Valid email addresses are required to post comments. If your comment is not posted, I will send you an email with an explanation.

Wednesday, November 17, 2010

Who Are We, And Where Are We Going?

Try this.

Find a map of the world. Get a dart and a blindfold. Pin the map on a wall, put the blindfold on, and toss the dart at the map. Flip off the blindfold and discover where you landed.

Far fetched?

We recently enrolled two learners from Algeria. They speak fluently in both Arabic and French. Although they do not currently communicate in English, I expect that they will soon acquire English as a third language. They have travelled 4,000 miles, crossed several time zones and arrived here in Green Island. What a difference!

They appear to be bright and engaging adolescents. They are at a point in their lives when teens the world over are experiencing the growing pains associated with an emerging self-identity amidst an environment of expanded social awareness where peer acceptance and respect are increasingly valued. Imagine navigating this social landscape surrounded by people who speak a language you can't understand, eating foods you may have never seen before, and displaying customs and routines that are anything but customary and routine to you.

It's been a pleasure to observe the manner in which these two new learners have been accepted and accommodated thus far by their classmates at Heatly. I watch them approach the school each morning and notice they bring smiles with them and a cheerful sense of optimism. They have always returned my greeting with a demurring and deferential response in which facial expressions serve to universally communicate a pleasant good morning. I admire their commitment and resolve as they assimilate themselves into a new and very different culture. Their success in adjusting to Heatly will offer as much about our level of cooperation and understanding as it will about their degree of resiliency and commitment.

I've been thinking about how our world has grown more and more interdependent each passing day. Check the tags on the clothes you are wearing today. Where were they made? How about the car you drive? Even manufactured items, such as cars, that are "made in America" are often constructed with parts that originated in other countries. What foods have you eaten in the last week? Chinese? Mexican? Thai? Your electronics - where were they made? How many words or expressions have you used in the last month that have been imported from other languages and recently incorporated into English?

Want an interesting insight into our rapidly changing world, complete with new and startling reference points? Check out this five minute video on You Tube. It's entitled, "Shift Happens

What did you think about the video? The statistics offer an intriguing perspective on our country as we view ourselves in relation to other countries and how technology has democratized knowledge and leveled the playing field once dominated by a few nations. I perceive the message of the video as a clarion for schools to redefine their purpose and redirect their resources in order to compete globally and sustain the very important difference America has made across boundaries and over time. We must adapt and seek strategic leverage in generating the creativity and productivity that has enabled America to maintain its leadership position.

Despite rapid advances and extraordinary progress prompted by technology, I don't believe the solution relies solely or even largely on technological innovation. Ultimately, change is a personal experience and occurs one person at a time, so it's dependent on interpersonal communication and relationships.

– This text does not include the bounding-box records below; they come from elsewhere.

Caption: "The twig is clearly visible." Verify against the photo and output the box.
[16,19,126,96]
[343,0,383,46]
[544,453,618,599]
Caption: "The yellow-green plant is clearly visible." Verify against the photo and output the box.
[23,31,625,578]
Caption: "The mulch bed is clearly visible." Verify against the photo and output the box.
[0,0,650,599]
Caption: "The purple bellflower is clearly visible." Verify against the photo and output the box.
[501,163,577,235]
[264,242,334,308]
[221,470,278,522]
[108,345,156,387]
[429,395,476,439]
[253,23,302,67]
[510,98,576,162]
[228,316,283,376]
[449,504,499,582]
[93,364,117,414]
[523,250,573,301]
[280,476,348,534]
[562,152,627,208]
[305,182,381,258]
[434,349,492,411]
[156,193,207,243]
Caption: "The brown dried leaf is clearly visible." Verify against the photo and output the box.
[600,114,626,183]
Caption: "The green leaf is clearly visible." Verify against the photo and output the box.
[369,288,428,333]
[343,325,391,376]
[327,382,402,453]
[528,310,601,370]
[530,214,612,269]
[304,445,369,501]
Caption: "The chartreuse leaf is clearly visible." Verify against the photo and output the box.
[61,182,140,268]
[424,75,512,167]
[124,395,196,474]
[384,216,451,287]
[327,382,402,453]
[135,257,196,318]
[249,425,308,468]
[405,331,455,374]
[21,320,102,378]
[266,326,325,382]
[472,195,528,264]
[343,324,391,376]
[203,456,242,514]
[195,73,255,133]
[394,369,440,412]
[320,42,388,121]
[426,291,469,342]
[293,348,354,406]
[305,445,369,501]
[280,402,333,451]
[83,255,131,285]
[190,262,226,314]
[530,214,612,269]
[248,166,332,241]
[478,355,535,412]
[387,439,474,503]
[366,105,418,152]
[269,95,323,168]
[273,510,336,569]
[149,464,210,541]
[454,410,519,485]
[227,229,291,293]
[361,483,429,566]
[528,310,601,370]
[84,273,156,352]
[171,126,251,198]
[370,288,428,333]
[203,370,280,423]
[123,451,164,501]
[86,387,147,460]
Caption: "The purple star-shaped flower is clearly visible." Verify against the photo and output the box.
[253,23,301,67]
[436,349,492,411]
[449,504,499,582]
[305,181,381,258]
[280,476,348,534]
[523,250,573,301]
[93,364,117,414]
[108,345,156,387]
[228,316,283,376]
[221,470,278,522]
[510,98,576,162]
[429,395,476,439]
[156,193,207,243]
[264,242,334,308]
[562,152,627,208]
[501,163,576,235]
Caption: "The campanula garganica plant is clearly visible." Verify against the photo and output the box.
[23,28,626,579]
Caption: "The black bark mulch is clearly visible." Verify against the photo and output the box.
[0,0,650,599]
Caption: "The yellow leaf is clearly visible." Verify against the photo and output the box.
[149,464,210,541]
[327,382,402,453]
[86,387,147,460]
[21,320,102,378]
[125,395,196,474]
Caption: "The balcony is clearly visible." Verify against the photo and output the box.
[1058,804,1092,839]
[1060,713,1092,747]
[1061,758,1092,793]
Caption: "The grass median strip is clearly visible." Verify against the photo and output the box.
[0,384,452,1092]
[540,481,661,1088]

The changing demographics, the political transformations, and the volatile economy all present both risk and opportunity to our public schools. The increased diversity of learner populations certainly places a premium on the versatility and adaptability of schools attempting to meet the needs of learners of all languages and backgrounds. Programs like Limited English Proficiency and English as a Second Language aside, the performance of our schools depends on successfully integrating diverse cultures, different ideas, new paradigms -  and an acceptance of change as a constant. It requires tolerance, sensitivity, and understanding as learners interact with people from the far reaches of the globe who have brought with them potentially enriching and enlightening concepts. Think of the advantage our two new learners have when they become fluent in three different languages while living in a world in which technology has erased boundaries and granted access to markets and opportunities for those who can communicate and those who can assimilate. The exchange of ideas and practices among people of different backgrounds hold promise for mutual benefits in a new and common future.

Jim Collins, author of the business best-seller, Good to Great, suggests that success results from organizations that maintain an allegiance to their core values and ideology, but recognize that almost everything else in the organization is subject to change if you expect to survive in a rapidly changing world. I believe that is true for schools as well. There are certain and fairly universal beliefs and values that serve as a foundation and orientation for a public school - i.e. success for all; egalitarian frameworks, equal opportunities... but what we teach, how we teach, when we teach, and even why we teach should all be subject to change whenever that change can project greater success for our learners and forecast increased benefits for the future.

Education is all about transformation. Education can also be viewed and valued as an economic engine if schools can provide the conditions to promote the creativity, ingenuity, and inspiration for learners to contribute to sustaining our nation's prominence in the world through innovation and the pursuit of excellence. But we can't wait. We need to invest in, and commit to, that goal now because the rest of the world isn't waiting and the Shift Happens video provides evidence of that.